Recent researches conducted with companies around the world suggest that the global lockdown has seen a spike in profit margins for companies that provide online shopping experience.

According to Horticulture Daily, online retailers around the world have been reporting a spike in the sales.

In the United Kingdom, Abel & Cole – one of the largest online vegetable sales and delivery company – has reported a 25 percent increase in sales orders.

In fact, as at  7 May 2020, the number of people using Abel & Cole website for purchases has increased such that the company is no longer accepting new registrations but only supplying existing customers.

On the other hand, Nourish Organic, an Indian online retailer, experienced a 30-percent sales rise between March and April.

With such potential, the question for SMEs is not whether they should participate on e-commerce but how they can participate.

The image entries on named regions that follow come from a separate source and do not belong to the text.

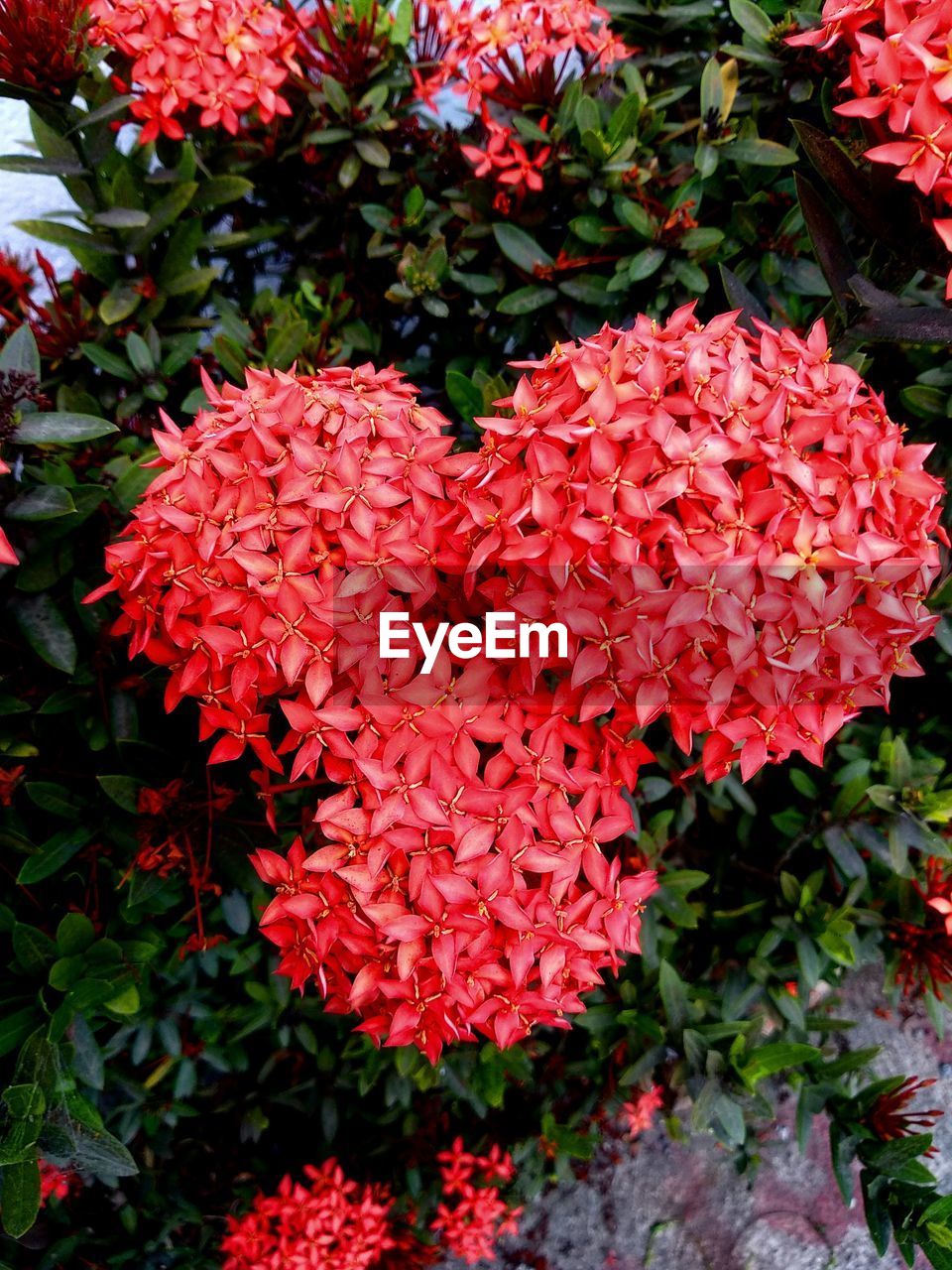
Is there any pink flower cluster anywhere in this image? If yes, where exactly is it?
[222,1160,396,1270]
[788,0,952,291]
[221,1138,522,1270]
[461,306,943,780]
[98,308,942,1061]
[90,0,298,145]
[413,0,630,195]
[430,1138,522,1266]
[93,367,654,1060]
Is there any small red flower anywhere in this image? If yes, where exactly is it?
[40,1160,78,1207]
[0,0,86,97]
[622,1084,663,1139]
[0,248,35,315]
[430,1138,523,1265]
[787,0,952,286]
[0,762,27,807]
[222,1160,396,1270]
[90,0,299,145]
[865,1076,943,1156]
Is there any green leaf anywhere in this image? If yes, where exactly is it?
[221,890,251,935]
[722,137,797,168]
[720,264,768,332]
[0,322,40,380]
[105,983,141,1015]
[496,285,558,317]
[17,829,90,886]
[3,1158,40,1239]
[14,221,117,255]
[13,410,119,445]
[10,594,76,675]
[739,1042,820,1088]
[80,337,134,384]
[0,155,86,177]
[12,922,56,975]
[657,961,688,1031]
[354,137,390,168]
[629,246,667,282]
[98,282,142,324]
[264,318,308,371]
[56,913,96,956]
[194,177,255,209]
[0,1006,38,1057]
[337,150,361,190]
[130,181,198,253]
[445,371,482,423]
[66,92,136,137]
[493,225,553,274]
[72,1124,139,1178]
[730,0,774,45]
[6,485,76,521]
[126,330,155,378]
[96,776,142,816]
[449,269,499,296]
[92,207,149,230]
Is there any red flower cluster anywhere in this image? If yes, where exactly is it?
[430,1138,522,1266]
[98,308,940,1060]
[89,367,654,1060]
[0,246,35,320]
[0,0,86,96]
[90,0,299,145]
[413,0,630,195]
[461,306,943,780]
[0,458,20,564]
[788,0,952,299]
[888,856,952,1001]
[222,1160,396,1270]
[222,1138,522,1270]
[0,251,103,363]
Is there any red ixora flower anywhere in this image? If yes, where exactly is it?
[414,0,631,200]
[90,308,942,1061]
[787,0,952,299]
[865,1076,943,1156]
[621,1084,663,1140]
[90,0,299,145]
[40,1160,78,1207]
[888,856,952,1001]
[0,0,86,96]
[430,1138,522,1266]
[222,1160,396,1270]
[0,248,35,317]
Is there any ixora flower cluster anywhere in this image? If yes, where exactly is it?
[0,458,19,564]
[96,308,942,1060]
[413,0,630,196]
[0,0,86,96]
[222,1138,522,1270]
[89,0,299,145]
[788,0,952,299]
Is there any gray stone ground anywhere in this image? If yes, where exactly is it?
[447,970,952,1270]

This is because continued delay in setting up online sales channels will negatively affect the current and potential market share for companies as more consumers will gravitate towards conveniently available goods and services.

Currently, ZimTrade – the national trade development and promotion organisation – is working on an online platform that is expected to house all exporting businesses in the country, including SMEs.

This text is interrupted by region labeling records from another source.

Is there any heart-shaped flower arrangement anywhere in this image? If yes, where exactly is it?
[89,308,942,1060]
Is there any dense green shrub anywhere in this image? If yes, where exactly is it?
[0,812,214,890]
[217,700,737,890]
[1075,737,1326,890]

The online platform is a response to COVID-19 where the objective is to improve visibility of Zimbabwean products and services as well as strengthen engagements with potential buyers.

The platform will be tailor-made to make it easy to onboard small businesses, making sure that their offerings are easily identified by potential buyers in international markets.

Outside this initiative, it is important for SMEs to come up with complementary e-commerce services that will make it easy for potential buyers to make order and make payments.

So, what are the important notes for those companies establishing a presence on e-commerce?

The success in successfully transitioning to e-commerce is in knowing your environment and the trends that emerge with in it.

First, the number of online stores have mushroomed over the last few years and these provide multiple sites for companies to boost their online sales.

Thus, instead of creating online stores some SMEs, which is normally costly to set up and manage, small businesses must consider making use of existing tools.

This is convenient for companies that do not have the budget for creating an individual ecommerce site.

Consolidates supplier platforms can also address the high cost of setting up a local e-commerce platform.

Internationally, most retail stores create their individual ecommerce platform to sell their products.

However, for the Zimbabwean case, more supplier consolidated sites are successfully emerging.

Just like products in a physical store, companies need to understand demand to ensure they are successful in their e-commerce venture.

This means, in some cases, local SMEs might need to alter their products to those that are in consumer demand.

There are also supply gaps that are being created as a result of COVID-19 and SMEs must quickly identify them and push sales.

For example, there has been a sharp increase in demand of re-usable face masks. Already, there are clothing manufacturing SMEs that have changed production priority and are using online stores to reach more people.

One area that SMEs must pay attention to is delivery services.

According to the ITC, delivery services – which are a crucial cog in the success of e-commerce – are on an instant rise in emerging markets and this is true for Zimbabwe and countries in the region.

With improvements in delivery services, it should be easier for local companies to increase supplies in areas cities and countries that do not have a physical presence.

However, the direct delivery option is usually costly for SMEs, because in most cases, their products are not highly priced to compensate for freight charges.

To address the challenge, local SMEs must consider supplier consolidation, especially when they are delivering outside Zimbabwe.

SMEs could learn from this and work with existing service providers so that they do not spend more time on establishing functional payment and delivery systems.

This means emerging SMEs can consider such kinds of partnerships so that they ride on existing platforms to drive their e-commerce agenda.